Assuming the registration statement related to the Rights Offering is declared effective, the Rights Offering will commence on [●], 2021 and will expire at 5:00 pm., New York City time, on [●], 2021, unless extended by the Company. In the Rights Offering, each Right will entitle the holder thereof to a basic subscription right to purchase (i) a principal amount of our 8.00% Senior Secured Second Priority Notes due 2025 (the "Notes") equal to $50,000,000 divided by the number of shares of our Common Stock outstanding as of the Record Date, at a purchase price of 100% of the principal amount thereof or (ii) a number of shares of our common stock (the "Common Stock") equal to $50,000,000 divided by the purchase price of $2.57 per share divided by the number of shares of our Common Stock outstanding as of the Record Date, at a purchase price of $2.57 per whole share of Common Stock; provided that any Notes will only be issued in minimum increments of $1,000 and any exercise of Rights therefor will be rounded down to the nearest whole increment of $1,000 and any shares of Common Stock will only be issued in whole numbers of shares with any fractional shares of our Common Stock rounded down to the nearest whole share. (the “Subscription Price”). The Notes will only be issued in minimum increments of $100. No fractional shares of Common Stock will be issued.

 

·The Company has entered into Backstop Support Agreements (each, a “Backstop Agreement” and together, the “Backstop Agreements”) with [●] (the “Backstop Parties”) which provides, on the terms and subject to the conditions set forth therein, that the Backstop Parties will purchase any unsubscribed Notes at par or Common Stock in the Rights Offering at $2.57 per share, for cash, up to a total commitment of $[●]. The Backstop Parties will also be entitled to exercise their basic subscription privilege in the Rights Offering.

 

The Rights Offering was approved by our stockholders at the 2021 special meeting of stockholders held on February 23, 2021. By delivering this letter to you, the Company is mailing to all of its stockholders notice of its intention to issue the Notes as described above and as further described in the prospectus relating to the Rights Offering once it becomes available.

 

 

 

 

A registration statement relating to the Notes and Common Stock to be issued in the Rights Offering has been filed with the Securities and Exchange Commission but has not yet become effective.

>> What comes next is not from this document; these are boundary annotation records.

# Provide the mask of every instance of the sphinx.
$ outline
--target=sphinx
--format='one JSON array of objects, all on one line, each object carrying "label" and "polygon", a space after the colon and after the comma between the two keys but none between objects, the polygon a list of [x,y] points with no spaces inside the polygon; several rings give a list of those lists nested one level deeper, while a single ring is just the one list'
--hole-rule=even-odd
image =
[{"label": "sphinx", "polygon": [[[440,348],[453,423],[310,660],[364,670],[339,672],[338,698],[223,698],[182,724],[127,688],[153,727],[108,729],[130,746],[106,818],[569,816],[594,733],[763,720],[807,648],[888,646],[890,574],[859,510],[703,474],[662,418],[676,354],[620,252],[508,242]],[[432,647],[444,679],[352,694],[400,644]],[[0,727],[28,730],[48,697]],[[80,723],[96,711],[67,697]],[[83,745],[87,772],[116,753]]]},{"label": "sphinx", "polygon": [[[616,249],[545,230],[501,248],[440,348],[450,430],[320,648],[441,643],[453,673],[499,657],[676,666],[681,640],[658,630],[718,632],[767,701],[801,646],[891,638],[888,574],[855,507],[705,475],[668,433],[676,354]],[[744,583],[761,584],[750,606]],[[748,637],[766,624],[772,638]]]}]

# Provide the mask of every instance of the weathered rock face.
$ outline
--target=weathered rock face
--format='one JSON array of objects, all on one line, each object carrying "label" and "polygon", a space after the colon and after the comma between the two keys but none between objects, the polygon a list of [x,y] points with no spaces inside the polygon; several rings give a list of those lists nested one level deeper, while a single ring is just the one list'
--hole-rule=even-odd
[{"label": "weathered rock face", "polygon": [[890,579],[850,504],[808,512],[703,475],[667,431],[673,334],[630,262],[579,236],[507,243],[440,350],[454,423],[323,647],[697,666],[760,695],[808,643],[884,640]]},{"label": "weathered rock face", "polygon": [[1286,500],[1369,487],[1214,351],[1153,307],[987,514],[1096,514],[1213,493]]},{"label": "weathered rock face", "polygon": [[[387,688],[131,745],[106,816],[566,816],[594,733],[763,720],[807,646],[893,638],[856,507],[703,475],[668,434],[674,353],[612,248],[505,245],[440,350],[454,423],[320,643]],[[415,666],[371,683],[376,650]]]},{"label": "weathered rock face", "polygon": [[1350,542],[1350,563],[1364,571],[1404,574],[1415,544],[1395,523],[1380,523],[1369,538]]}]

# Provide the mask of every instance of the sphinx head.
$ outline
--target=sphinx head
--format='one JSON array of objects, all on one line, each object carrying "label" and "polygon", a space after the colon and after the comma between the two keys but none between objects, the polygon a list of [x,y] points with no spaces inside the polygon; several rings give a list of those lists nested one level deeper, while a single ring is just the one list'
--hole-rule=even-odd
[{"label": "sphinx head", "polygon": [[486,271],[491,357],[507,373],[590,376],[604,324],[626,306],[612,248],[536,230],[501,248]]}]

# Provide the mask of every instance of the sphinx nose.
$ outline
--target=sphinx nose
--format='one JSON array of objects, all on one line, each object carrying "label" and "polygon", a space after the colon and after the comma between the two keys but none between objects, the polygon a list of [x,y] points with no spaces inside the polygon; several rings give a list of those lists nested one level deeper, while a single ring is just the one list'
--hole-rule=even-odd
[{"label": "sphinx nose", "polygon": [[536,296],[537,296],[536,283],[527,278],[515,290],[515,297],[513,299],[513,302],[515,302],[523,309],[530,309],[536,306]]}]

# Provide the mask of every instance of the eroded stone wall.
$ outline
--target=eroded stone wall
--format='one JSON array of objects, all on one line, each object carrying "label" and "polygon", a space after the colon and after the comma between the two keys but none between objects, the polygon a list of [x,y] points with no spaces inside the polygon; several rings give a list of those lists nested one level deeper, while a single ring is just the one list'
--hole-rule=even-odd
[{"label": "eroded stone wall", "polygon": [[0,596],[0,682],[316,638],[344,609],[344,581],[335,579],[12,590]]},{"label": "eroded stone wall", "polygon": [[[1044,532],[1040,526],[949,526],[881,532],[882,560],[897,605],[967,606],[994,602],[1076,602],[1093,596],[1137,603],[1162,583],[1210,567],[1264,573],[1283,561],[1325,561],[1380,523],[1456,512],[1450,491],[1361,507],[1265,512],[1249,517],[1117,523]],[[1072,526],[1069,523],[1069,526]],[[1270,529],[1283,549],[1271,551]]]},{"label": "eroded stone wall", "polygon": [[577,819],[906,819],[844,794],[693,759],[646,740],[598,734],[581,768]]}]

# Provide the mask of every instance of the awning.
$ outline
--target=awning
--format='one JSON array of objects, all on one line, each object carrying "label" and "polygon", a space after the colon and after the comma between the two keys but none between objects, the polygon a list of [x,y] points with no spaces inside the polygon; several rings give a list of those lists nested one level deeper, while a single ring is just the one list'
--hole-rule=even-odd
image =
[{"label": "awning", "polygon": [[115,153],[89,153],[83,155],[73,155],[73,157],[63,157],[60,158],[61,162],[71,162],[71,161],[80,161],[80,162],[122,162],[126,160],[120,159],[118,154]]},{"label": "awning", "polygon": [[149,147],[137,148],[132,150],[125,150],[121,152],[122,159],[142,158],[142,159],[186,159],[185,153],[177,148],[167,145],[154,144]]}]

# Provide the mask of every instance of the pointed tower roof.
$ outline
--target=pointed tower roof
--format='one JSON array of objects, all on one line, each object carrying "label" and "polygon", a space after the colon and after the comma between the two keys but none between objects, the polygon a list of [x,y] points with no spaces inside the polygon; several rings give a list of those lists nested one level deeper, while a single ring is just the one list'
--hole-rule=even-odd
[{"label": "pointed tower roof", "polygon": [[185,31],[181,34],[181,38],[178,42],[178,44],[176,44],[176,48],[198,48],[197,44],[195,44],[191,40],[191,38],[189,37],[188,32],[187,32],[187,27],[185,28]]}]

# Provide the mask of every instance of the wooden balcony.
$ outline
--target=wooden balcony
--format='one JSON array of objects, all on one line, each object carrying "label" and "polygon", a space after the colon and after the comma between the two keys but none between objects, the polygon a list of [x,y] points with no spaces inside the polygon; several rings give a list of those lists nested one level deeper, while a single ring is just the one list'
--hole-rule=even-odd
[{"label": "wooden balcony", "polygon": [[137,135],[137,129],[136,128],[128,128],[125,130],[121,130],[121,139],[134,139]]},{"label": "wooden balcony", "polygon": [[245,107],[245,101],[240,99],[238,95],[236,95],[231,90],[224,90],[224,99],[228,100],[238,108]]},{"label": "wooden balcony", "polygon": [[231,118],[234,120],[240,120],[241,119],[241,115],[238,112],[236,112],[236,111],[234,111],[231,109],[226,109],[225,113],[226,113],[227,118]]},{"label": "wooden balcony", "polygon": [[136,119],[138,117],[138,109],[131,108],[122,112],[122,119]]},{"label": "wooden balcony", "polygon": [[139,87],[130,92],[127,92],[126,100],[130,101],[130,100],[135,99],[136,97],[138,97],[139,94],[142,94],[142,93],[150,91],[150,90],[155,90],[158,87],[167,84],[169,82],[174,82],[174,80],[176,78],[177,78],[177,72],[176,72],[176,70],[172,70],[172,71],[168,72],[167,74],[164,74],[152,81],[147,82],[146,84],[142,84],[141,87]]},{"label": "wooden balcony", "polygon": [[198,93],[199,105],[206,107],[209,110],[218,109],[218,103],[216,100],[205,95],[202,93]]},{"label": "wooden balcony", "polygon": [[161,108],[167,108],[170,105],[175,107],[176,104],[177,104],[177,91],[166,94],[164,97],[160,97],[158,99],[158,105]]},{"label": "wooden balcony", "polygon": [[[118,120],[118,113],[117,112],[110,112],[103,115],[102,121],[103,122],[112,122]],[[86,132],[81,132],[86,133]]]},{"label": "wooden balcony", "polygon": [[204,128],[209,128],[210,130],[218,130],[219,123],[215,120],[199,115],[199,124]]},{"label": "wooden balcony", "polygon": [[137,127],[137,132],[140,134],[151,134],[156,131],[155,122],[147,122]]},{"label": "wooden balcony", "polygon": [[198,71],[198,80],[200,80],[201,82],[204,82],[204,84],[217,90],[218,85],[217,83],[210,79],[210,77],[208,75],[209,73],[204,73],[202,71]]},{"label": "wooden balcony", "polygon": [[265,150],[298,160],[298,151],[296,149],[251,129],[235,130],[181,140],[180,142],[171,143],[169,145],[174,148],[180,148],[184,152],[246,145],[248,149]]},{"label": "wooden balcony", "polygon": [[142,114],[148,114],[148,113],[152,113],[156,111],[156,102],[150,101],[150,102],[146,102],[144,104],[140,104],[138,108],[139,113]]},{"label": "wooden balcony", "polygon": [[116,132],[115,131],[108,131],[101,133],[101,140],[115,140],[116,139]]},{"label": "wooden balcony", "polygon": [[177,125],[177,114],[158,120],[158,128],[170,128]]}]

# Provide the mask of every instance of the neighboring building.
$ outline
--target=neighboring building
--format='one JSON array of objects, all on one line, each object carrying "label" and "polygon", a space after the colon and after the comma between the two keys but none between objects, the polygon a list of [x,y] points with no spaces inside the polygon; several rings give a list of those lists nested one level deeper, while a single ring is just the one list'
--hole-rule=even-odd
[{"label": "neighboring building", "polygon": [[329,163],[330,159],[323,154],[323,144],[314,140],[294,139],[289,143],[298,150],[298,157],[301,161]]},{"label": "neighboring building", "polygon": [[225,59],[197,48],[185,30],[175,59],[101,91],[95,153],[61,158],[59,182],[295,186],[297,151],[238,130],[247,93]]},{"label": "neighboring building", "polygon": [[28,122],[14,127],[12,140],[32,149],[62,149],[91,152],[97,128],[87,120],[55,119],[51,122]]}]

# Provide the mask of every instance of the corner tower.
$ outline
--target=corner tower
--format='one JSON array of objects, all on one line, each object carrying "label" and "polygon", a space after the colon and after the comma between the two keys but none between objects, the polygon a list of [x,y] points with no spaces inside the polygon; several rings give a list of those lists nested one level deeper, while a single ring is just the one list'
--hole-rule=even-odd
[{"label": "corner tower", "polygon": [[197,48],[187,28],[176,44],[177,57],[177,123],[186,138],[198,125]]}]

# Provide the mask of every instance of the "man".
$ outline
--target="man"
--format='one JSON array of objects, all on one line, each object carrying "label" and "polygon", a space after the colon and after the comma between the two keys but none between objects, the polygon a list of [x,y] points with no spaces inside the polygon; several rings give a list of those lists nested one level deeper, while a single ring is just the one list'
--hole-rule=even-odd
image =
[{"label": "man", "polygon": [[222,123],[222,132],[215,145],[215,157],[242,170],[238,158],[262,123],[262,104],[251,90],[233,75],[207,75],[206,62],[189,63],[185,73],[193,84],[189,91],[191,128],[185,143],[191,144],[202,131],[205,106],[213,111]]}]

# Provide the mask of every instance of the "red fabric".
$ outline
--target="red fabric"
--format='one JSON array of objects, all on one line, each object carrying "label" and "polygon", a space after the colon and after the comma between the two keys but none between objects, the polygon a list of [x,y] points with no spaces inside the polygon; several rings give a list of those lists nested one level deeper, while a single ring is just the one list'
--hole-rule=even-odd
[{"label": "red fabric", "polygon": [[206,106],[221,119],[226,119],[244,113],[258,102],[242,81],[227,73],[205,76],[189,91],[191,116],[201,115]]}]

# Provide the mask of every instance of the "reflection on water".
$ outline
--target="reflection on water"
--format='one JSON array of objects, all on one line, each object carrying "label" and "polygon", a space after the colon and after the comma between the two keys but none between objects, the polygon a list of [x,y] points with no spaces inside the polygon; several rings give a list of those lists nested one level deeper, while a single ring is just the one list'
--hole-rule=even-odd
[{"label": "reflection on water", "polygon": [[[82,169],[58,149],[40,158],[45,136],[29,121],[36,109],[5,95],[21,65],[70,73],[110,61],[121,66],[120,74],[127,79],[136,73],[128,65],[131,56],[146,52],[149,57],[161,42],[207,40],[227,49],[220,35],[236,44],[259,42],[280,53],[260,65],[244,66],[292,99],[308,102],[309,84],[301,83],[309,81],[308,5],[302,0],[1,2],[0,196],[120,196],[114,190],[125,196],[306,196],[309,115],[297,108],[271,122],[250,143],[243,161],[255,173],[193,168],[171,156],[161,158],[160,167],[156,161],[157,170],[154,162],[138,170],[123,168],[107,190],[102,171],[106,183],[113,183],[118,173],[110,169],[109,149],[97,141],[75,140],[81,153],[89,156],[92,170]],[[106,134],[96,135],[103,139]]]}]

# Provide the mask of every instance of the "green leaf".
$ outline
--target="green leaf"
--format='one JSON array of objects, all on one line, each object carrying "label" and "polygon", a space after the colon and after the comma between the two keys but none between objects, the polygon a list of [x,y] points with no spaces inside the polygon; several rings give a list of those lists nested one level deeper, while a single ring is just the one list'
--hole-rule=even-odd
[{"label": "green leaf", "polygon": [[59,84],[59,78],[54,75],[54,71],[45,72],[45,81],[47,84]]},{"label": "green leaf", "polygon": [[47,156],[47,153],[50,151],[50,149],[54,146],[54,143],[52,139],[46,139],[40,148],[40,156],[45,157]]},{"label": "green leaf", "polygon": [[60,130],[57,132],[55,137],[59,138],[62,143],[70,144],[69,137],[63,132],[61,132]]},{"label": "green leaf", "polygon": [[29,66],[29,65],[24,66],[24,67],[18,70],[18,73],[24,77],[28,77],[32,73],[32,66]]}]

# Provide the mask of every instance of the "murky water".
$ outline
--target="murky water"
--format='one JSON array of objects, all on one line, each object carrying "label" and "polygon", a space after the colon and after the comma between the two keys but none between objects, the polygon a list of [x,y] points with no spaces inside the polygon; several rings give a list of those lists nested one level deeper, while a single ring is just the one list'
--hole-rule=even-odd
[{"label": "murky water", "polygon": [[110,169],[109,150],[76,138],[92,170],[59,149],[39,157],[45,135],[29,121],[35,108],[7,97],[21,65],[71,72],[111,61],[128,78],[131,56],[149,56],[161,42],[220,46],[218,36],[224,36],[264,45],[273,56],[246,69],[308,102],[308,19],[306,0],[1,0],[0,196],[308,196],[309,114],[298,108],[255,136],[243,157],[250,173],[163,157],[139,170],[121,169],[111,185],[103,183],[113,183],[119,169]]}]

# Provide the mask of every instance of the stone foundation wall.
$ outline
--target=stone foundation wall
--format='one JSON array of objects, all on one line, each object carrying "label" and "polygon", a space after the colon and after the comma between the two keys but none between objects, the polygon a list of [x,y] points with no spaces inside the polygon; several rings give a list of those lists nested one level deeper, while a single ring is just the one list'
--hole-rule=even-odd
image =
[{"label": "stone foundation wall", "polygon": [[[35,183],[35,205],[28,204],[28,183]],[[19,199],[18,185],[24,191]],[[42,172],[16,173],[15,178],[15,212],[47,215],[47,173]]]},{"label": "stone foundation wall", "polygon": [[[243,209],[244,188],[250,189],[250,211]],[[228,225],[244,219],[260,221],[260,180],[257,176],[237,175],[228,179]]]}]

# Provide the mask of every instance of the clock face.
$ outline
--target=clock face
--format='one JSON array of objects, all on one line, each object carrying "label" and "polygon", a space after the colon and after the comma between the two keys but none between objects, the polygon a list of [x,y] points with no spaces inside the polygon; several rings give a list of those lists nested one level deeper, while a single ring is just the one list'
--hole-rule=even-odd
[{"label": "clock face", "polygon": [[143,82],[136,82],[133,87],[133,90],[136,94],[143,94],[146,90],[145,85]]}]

These securities may not be sold nor may offers to buy be accepted prior to the time the registration statement becomes effective. The Rights Offering is subject to, among other things, the effectiveness of the registration statement. The information in this letter is not complete and is subject to change. This letter shall not constitute an offer to sell or a solicitation of an offer to buy any securities, nor shall there be any offer, solicitation or sale of the securities in any state or jurisdiction in which such offer, solicitation or sale would be unlawful under the securities laws of such state or jurisdiction. The Rights Offering will be made only by means of a prospectus. Copies of the prospectus, when it becomes available, will be mailed to all eligible holders of the Common Stock and may also be obtained free of charge at the website maintained by the SEC at www.sec.gov or by contacting the information agent for the Rights Offering, [●] toll free at [●] or by email at [●].

 

This letter does not set forth all of the terms and conditions of the issuances of the Common Shares in the Rights Offering. Interested parties should carefully read the prospectus relating to the Rights Offering (once it becomes available) for additional information regarding such terms and conditions before making any investment decision regarding the Company or its securities.

 

This letter contains information about a pending transaction, and there can be no assurance that this transaction will be completed.